Gerry and Fred Marsden, Chad Chadwick, and Les McGuire are art students and rock musicians in Liverpool. Gerry's girlfriend Dodie Dawson (Julie Samuel) helps the band get a manager, Jack Hanson (T.P. McKenna), and they enter a music competition.


Ferry Cross the Mersey contains examples of:

  • As Himself: Besides Gerry and the Pacemakers, such other '60s British pop figures as Cilla Black, The Fourmost, and Jimmy Savile appear in this manner.
  • Breaking the Fourth Wall: During a silent film-style chase scene where the Pacemakers try to retrieve instruments that were accidentally sent to the airport while pursued by cops, one of the cops looks at the camera, says "A camera! Now's my chance!" and launches into a dance routine while the chase continues in the background.
  • Diegetic Switch: During the opening scene, "It's Gonna Be Alright" plays in the background while the band gets off a plane and into a car, which drives off. The scene then changes to the band recording the song in a studio.

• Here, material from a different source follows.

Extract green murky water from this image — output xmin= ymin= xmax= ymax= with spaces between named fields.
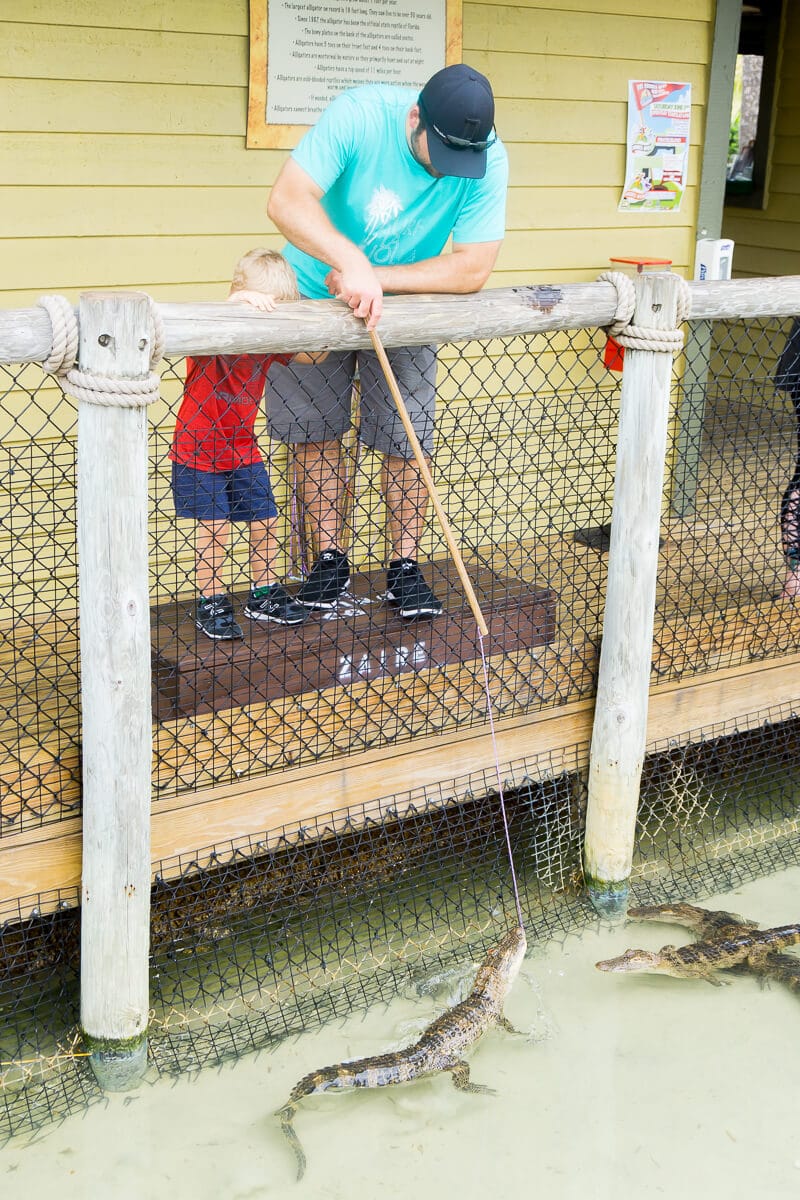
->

  • Fantasy-Forbidding Father: Gerry's Aunt Lil (Mona Washbourne) promised his mother he would become a great artist, like Rembrandt. She disapproves of the "heathen music" he plays.
  • Groupie Brigade: The opening scene shows throngs of screaming girls greeting the Pacemakers at the airport.

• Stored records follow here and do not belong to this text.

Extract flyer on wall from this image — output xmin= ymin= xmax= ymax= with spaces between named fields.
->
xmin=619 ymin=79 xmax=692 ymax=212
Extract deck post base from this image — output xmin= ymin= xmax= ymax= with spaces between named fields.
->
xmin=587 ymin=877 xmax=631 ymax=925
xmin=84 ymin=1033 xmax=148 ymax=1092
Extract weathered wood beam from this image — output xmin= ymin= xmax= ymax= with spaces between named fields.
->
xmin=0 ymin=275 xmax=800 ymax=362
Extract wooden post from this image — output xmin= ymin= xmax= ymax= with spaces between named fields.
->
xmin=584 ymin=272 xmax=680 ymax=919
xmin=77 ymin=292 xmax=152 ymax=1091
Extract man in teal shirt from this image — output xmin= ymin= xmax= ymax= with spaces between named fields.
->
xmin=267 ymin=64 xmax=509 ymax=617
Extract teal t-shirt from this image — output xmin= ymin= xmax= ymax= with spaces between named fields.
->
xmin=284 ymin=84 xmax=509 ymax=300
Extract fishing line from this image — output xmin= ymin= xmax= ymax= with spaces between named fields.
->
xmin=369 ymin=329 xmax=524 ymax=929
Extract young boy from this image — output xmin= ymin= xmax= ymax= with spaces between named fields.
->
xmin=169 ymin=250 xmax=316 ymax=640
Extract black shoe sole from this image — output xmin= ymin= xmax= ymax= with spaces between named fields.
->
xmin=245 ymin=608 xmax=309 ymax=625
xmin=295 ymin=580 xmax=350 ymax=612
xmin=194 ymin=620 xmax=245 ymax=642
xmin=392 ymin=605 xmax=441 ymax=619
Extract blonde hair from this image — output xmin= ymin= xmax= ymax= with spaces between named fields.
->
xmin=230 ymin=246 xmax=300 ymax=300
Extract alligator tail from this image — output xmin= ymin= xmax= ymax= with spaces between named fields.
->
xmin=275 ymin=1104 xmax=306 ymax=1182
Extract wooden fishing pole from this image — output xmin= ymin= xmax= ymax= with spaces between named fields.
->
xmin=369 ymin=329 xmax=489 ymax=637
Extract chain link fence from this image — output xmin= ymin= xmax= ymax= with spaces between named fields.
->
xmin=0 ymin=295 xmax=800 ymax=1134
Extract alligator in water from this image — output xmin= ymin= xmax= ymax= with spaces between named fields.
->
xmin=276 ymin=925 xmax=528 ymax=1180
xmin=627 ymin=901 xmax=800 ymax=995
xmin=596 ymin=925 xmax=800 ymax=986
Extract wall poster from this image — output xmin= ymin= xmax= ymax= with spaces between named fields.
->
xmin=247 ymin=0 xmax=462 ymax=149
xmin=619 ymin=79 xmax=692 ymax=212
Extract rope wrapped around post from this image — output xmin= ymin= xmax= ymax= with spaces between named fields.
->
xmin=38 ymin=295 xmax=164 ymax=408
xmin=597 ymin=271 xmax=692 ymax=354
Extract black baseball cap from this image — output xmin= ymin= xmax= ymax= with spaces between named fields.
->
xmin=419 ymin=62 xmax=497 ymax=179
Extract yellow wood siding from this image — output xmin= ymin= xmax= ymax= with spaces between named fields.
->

  • How We Got Here: The movie opens with Gerry and the Pacemakers as big international stars, and then flashes back to before they made it big.
  • Mistaken for Suicidal: Gerry jams a coat under his bedroom door so the music from downstairs won't distract him. Aunt Lil knocks on the door and gets no response, then sees the coat under the door and assumes he's jammed himself in to kill himself. Mr Lumsden (George A. Cooper) rams the door open to find Gerry listening to the radio under the covers, which is why he didn't hear Aunt Lil knocking.
  • Non-Actor Vehicle: For Gerry and the Pacemakers.
  • Titled After the Song: One of the band's hits, which they play in the movie aboard an actual ferry.
  • Undercrank: Used in an early scene of Gerry getting dressed. The music he's listening to is sped up and high-pitched. Also used during the chase scene.
  • Waving Signs Around The Pacemakers' fans wave signs supporting them, in the opening scene and later during the competition.